Public school administrators benefit from class size reduction. With more classrooms and more employees, their budgets and power swell. In Wichita, one of the main reasons USD 259, the Wichita public school district gave for the necessity of passing a bond issue in 2008 was the need for more classrooms to implement class size reduction.
Architects and construction companies. In my experience sitting in education committee hearing rooms in the Kansas statehouse, whenever there is any proposal that would reduce spending on school construction, a representative of architects is there to offer testimony in opposition. In the campaign for the Wichita school bond in 2008, an architectural firm headed the campaign, and construction companies contributed heavily. They also contribute to the campaign of school board candidates who are in favor of building more classrooms. Most of this is to support class size reduction, which is politically appealing, but we know doesn’t work. But the motivation of architects and construction companies is to build something, whether it is useful or not.
Politicians — liberals and most conservatives — promote small class sizes. Any politician who promotes policies other than small class size has to overcome the forces listed above. Therefore, most don’t try.
The rut we’re in
The perceived desirability of small class sizes by parents and politicians coupled with the powerful motivations of special interests like school administrators, teachers unions, and the construction industry have placed us in a rut. It’s going to be difficult to escape, and it’s refreshing to see the Center for American Progress on the right side of this issue.

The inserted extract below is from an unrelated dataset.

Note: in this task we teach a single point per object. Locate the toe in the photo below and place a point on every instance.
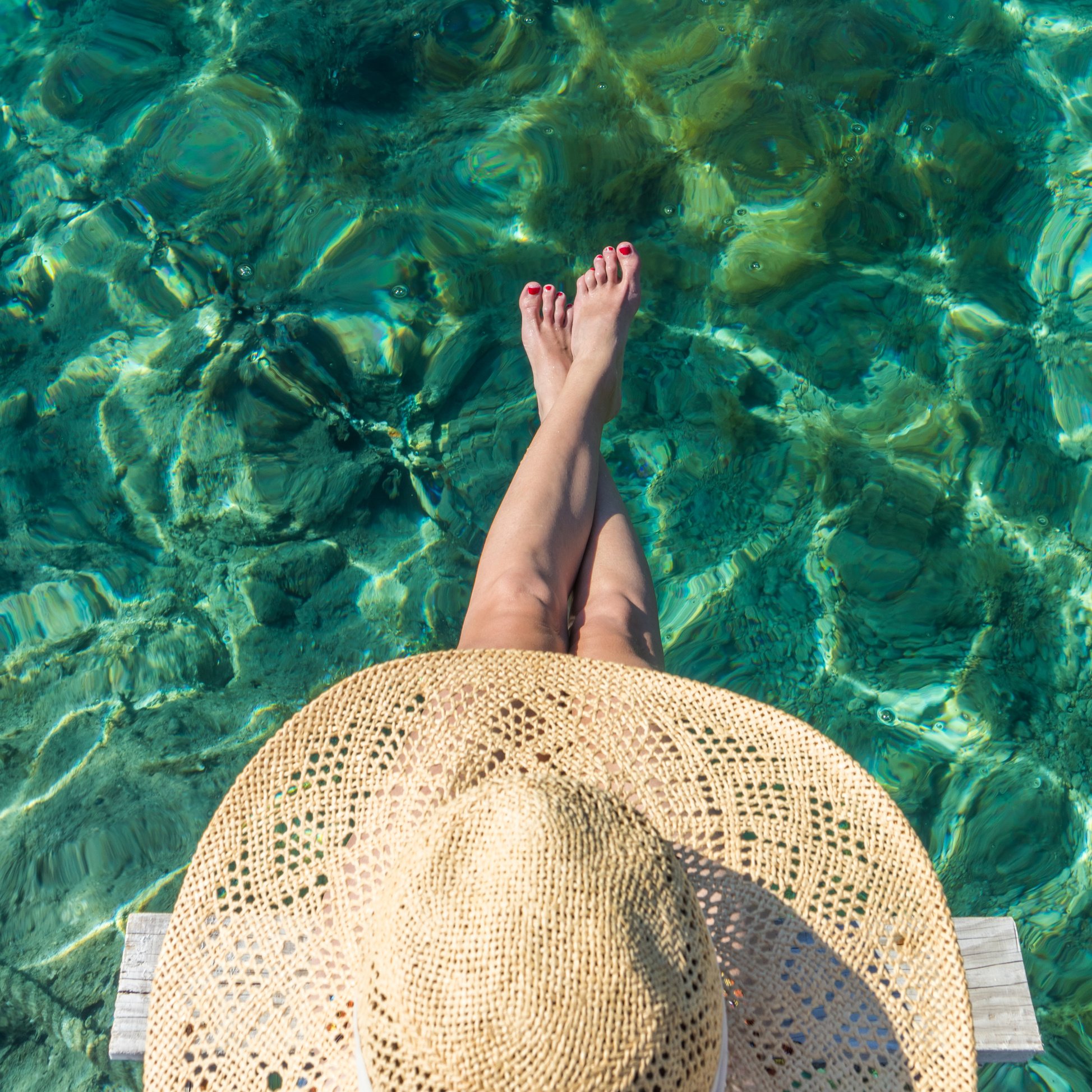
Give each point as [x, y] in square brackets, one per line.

The fact that such a well-known liberal think tank is promoting this issue provides a context other than the typical liberal vs. conservative dichotomy. We are now able to more clearly see the motivations of the special interests that benefit from high school spending and the incorrect evidence they rely on.
The False Promise of Class-Size Reduction
By Matthew M. Chingos, Center for American Progress
Class-size reduction, or CSR, is enormously popular with parents, teachers, and the public in general. The latest poll results indicate that 77 percent of Americans think that additional educational dollars should be spent on smaller classes rather than higher teacher salaries. Many parents believe that their children will benefit from more individualized attention in a smaller class and many teachers find smaller classes easier to manage. The pupil-teacher ratio is an easy statistic for the public to monitor as a measure of educational quality, especially before test-score data became widely available in the last decade. …
Parents, teachers, and policymakers have all embraced CSR as a strategy to improve the quality of public education. There is surprisingly little high-quality research, however, on the effects of class size on student achievement in the United States. The credible evidence that does exist is not consistent, and there are many low-quality studies with results all over the map.